Review describes biological barriers to CAR-T therapy in solid tumors and engineering strategies

Chimeric antigen receptor (CAR) T-cell therapy has transformed the treatment of hematologic malignancies by enabling antigen-specific tumor targeting and durable clinical responses. However, its translation to solid tumors has been limited by fundamental biological barriers, including antigen heterogeneity, poor tumor infiltration, and profound immunosuppressive and metabolic constraints within the tumor microenvironment. These factors collectively drive CAR-T cell dysfunction, exhaustion, and limited persistence, resulting in modest and inconsistent clinical efficacy. This review provides a concept-driven synthesis of recent advances in CAR-T cell therapy for solid tumors, with a specific focus on systems-level engineering strategies that integrate tumor biology, spatial context, and cellular metabolism.
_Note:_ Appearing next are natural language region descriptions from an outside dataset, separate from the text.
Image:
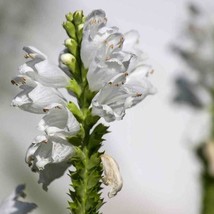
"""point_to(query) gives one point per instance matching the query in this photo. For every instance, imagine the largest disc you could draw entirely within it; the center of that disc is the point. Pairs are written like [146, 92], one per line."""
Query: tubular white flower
[40, 69]
[34, 97]
[59, 121]
[112, 176]
[138, 86]
[13, 205]
[109, 102]
[122, 92]
[104, 71]
[49, 156]
[94, 35]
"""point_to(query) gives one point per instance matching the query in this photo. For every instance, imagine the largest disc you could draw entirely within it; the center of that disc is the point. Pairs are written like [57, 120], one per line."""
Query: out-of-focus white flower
[13, 205]
[35, 97]
[209, 154]
[49, 156]
[112, 176]
[58, 121]
[196, 46]
[41, 70]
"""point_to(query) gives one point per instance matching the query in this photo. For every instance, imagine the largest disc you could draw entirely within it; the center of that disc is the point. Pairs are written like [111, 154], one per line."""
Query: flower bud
[69, 17]
[78, 15]
[72, 46]
[112, 175]
[70, 29]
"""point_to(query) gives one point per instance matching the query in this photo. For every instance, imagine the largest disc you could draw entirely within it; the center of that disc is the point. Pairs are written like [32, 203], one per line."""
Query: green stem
[86, 178]
[207, 179]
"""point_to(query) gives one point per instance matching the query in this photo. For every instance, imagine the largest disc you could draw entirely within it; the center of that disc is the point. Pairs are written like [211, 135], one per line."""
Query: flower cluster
[13, 204]
[116, 67]
[107, 74]
[39, 81]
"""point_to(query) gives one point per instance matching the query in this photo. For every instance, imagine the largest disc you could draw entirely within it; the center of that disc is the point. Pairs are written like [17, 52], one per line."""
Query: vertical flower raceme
[13, 204]
[105, 73]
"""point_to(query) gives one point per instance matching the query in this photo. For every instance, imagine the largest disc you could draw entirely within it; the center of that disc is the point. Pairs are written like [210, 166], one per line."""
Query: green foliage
[208, 184]
[85, 192]
[75, 88]
[76, 111]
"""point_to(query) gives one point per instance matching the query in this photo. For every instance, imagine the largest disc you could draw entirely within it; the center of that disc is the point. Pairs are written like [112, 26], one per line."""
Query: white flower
[122, 92]
[109, 102]
[34, 97]
[112, 176]
[95, 33]
[104, 71]
[40, 69]
[58, 121]
[13, 205]
[49, 156]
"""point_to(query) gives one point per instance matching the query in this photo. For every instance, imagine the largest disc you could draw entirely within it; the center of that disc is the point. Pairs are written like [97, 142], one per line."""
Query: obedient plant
[197, 51]
[105, 73]
[13, 204]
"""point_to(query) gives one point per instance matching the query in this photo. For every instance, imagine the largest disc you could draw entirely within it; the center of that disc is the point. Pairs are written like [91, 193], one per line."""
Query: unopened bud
[78, 15]
[112, 175]
[72, 46]
[70, 29]
[69, 17]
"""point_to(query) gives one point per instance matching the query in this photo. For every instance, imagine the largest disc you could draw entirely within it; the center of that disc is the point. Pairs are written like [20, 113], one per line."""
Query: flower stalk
[103, 80]
[86, 177]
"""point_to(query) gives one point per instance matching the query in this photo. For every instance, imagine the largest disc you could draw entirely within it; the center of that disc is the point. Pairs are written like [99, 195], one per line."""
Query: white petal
[27, 69]
[131, 40]
[112, 176]
[49, 157]
[52, 172]
[138, 86]
[34, 53]
[113, 42]
[59, 121]
[50, 75]
[24, 82]
[36, 99]
[13, 205]
[105, 71]
[90, 46]
[109, 101]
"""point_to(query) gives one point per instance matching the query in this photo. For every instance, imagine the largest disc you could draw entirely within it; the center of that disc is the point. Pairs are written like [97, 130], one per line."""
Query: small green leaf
[76, 111]
[70, 29]
[74, 87]
[69, 17]
[72, 46]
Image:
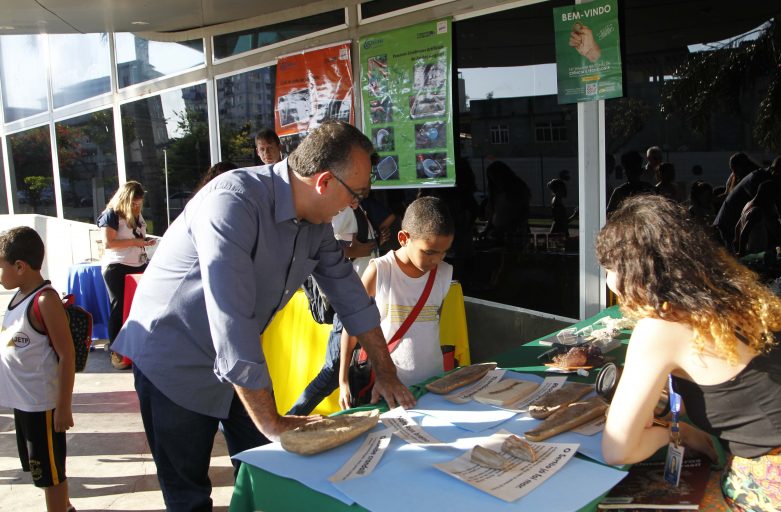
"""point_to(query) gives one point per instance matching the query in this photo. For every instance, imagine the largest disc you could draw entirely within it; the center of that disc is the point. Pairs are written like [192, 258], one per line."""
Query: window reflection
[80, 67]
[88, 164]
[3, 195]
[23, 75]
[32, 181]
[166, 136]
[140, 60]
[239, 42]
[521, 146]
[246, 105]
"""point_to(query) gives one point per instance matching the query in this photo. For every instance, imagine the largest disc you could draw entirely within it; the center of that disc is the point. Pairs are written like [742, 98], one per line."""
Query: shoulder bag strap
[403, 328]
We highlight emerging approaches such as in vivo CAR programming, logic-gated and multi-antigen receptor designs, and armored CAR-T cells engineered to resist immunosuppression and metabolic stress. Importantly, this review goes beyond descriptive engineering advances by emphasizing the growing role of computational modeling, artificial intelligence, and spatial multi-omics in guiding antigen selection, CAR circuit design, and predictive assessment of therapeutic responses. Unlike prior reviews that primarily summarize antigen targets or CAR engineering strategies, this review integrates biological barriers in solid tumors with emerging engineering solutions to provide a conceptual framework for the development and clinical translation of next-generation CAR-T therapies. By integrating biological determinants of failure with rational engineering solutions, the review delineates translational pathways that link mechanistic insight to clinical implementation. This review advances the field by framing CAR-T therapy for solid tumors as a systems engineering challenge rather than a single-target optimization problem. By integrating immunology, bioengineering, computational sciences, and spatial biology, we outline a roadmap for the development of safer, more durable, and context-aware CAR-T therapies. Continued progress will depend on tumor-specific antigen discovery, interdisciplinary collaboration, and scalable manufacturing and regulatory frameworks, collectively enabling the next generation of effective CAR-T therapies for solid tumors.